This is far from my own experience, but I am keenly aware that my life has not paralleled my mother's. She was the first in her family to go to university; I am studying for my BSc in my thirties. I was born - the first of four - to a pair of married, mortgaged 27 year olds; I gave birth to my only child in my chaotic teens. So, while I certainly found the article enjoyable and thought-provoking, it did not resonate with me in the same way it surely would have with many of my generation. 

What has stayed with me though, looping through my mind in the days since, are the words of Gloria Steinem (from this recording of Desert Island Discs), quoted by the author: “I suspect, like many women, I'm living the unlived life of my mother”. 

The unlived life of my mother. My mother's unlived life, left behind, unwanted. Not figuratively, but literally. The life that my mother elected, irreversibly, to cease to live. 

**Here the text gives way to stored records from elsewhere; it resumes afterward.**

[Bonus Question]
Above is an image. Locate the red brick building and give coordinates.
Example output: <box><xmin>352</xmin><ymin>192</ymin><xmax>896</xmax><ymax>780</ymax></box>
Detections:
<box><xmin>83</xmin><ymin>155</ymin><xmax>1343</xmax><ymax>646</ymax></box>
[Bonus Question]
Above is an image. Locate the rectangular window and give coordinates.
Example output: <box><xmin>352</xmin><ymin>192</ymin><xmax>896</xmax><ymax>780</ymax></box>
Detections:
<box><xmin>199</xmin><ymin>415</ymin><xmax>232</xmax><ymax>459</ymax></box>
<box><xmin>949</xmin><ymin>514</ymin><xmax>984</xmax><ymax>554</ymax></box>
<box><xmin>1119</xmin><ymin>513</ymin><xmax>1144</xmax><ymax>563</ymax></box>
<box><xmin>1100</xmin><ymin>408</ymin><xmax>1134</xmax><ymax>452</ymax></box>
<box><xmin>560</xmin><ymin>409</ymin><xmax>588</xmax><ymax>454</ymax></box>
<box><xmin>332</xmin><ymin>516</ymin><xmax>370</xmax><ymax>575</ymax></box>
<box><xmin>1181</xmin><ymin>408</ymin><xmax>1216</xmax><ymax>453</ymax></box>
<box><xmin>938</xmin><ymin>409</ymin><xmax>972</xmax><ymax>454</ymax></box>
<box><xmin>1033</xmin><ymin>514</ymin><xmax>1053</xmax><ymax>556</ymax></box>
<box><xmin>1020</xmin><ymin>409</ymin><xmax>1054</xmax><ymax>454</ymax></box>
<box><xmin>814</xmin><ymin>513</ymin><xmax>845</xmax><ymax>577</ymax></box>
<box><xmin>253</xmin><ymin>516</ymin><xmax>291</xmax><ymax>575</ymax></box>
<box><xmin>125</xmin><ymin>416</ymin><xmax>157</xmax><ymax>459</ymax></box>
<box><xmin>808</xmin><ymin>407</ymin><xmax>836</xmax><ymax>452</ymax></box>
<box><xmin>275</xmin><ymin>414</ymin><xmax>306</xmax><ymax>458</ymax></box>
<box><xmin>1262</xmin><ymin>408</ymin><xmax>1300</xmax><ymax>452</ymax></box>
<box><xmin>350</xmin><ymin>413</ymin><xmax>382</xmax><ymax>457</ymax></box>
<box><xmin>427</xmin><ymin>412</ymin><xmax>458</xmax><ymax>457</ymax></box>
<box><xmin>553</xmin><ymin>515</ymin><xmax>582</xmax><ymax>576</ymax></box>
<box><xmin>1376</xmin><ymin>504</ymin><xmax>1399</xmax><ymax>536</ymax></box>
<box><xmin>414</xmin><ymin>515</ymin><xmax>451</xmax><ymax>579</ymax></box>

I find myself, now, drowning in my mother's unlived life. It hangs in the air of her home, syrup-thick, filling the space where she is not. I open the wardrobe of clothes she will never wear again, and more spills out, drenching me in spent possibilities and tears. I am cooking in her kitchen, sleeping in her bed. I am running her errands, fulfilling her responsibilities. Hers, not mine. Although inheritance and circumstance dictates that they now are. I open my eyes in the morning to her favourite photograph of my recently dead father. Am I crying her tears for him, or are they mine? 

The boundaries are blurring.

But can I live her life, and at the same time my own?